Will you vaccinate your cattle against leptospirosis?

Dairy farmers are at increased risk of contracting  leptospirosisDairy farmers are at increased risk of contracting  leptospirosis
Dairy farmers are at increased risk of contracting leptospirosis
Leptospirosis in cattle is caused by the organisms collectively referred to as Leptospira hardjo (Leptospira borgpetersenii serovar hardjo and Leptospira interrogans serovar hardjo).

How common is leptospirosis in Northern Ireland?

Leptospirosis is a common infection in beef and dairy herds. Approximately 75% of UK cattle have been exposed to Leptospira hardjo, for which they are the “maintenance” host. After infection cows harbour the bacteria in their kidneys for months, even years, excreting many leptospires in their urine so acting as a reservoir of infection for other cattle.

Leptospira spp. are difficult to culture and leptospirosis is therefore likely to be an under-diagnosed cause of abortion in cattle.

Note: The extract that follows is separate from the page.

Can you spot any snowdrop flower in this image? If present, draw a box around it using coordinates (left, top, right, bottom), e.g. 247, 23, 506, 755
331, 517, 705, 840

In 2016 Leptospira hardjo was detected in 14 cases or 3.2% of foetuses submitted to AFBI in Northern Ireland.

What is the cost of the disease?

The overall costs of disease caused by leptospires average out at £68- £106/ cow in an affected herd. This works out at a loss of 0.91-1.41 pence per litre.

Economic losses result from:

Milk drop or flabby bag. A sudden milk drop occurs two to seven days after infection of susceptible cows. The udder becomes soft and flabby with colostrum-like secretions or blood-tinged milk in all four quarters. Signs may be mild and go undetected, but some cows become lethargic and stiff with a fever and reduced appetite.

In 2014 the Scottish Agricultural Colleges Consulting Services (SAC C VS) diagnosed leptospirosis in a 160 cow dairy herd where twelve cows experienced a sudden drop in milk production, with no other clinical signs observed. The affected animals had access to a stream shortly before the first case of milk drop was observed. The natural watercourse was considered as the source of infection.

Abortion. Abortion may occur three to twelve weeks following infection with most abortions occurring in the last three months of pregnancy. Infection may also produce premature or weakly calves.

Infertility or subfertility. Leptospires in the uterus can cause inflammation, which leads to early death of the embryo and the cow returning to service.

How does leptospirosis spread?

Disease is usually introduced in a herd by the purchase of infected cattle. L. hardjo has also been recovered from the urine of sheep; therefore sheep on the farm increase the likelihood of infection in cattle.

Leptospires survive in warm wet conditions and can last up to four months in the environment with peak transmission times from June to October.

Infection usually occurs when cattle come in contact with contaminated urine. Leptospires can stay in the kidneys of infected cattle for a long period of time and these cattle will shed leptospires either intermittently or continuously for days or even years.

Direct transmission can also occur via the post-abortion discharge, via the infected placenta and by sexual contact through semen of infected bulls.

The leptospires gain entry via the mucous membranes (eyes, nose, mouth, genital tract) and progress to three key organs: the udder, the uterus and the kidneys.

Infection can also be transmitted transplacentally- foetuses may be infected at birth and harbour infection in the kidneys.

Can humans contract leptospirosis?

L. hardjo infection is a zoonosis; the infection is transmissible to man. Sources of infection for humans include urine, uterine discharges and abortion material. Dairy farmers are at increased risk to contract leptospirosis. Signs of infection include fever, headaches, muscle pain. Death is rare and results from liver and kidney failure.

How can I protect

my herd?

Biosecurity measures could help reduce the risk of exposure to infection; however it would be very difficult to completely eradicate bovine leptospirosis in the UK because of the high percentage of herds infected.

In practical terms, vaccination will often be the best control option.

Spirovac® protects against Leptospira borgpetersenii serovar Hardjo for a period of 12 months. Vaccination reduces urinary shedding and this effect appears four weeks after vaccination.

Calves may be vaccinated from four weeks of age and should initially be vaccinated with two doses of vaccine separated by a four to six week interval. Boosters should be given on an annual basis.

Will vaccination provide a return on investment?

In August 2016 SAC Dumfries reported two confirmed cases of leptospirosis in dairy herds. In one of the herds vaccination had lapsed as a cost saving measure. Stopping vaccination is certainly a very quick way of reducing farm expenditure, but can you afford to take the risk from a potential disease recurrence?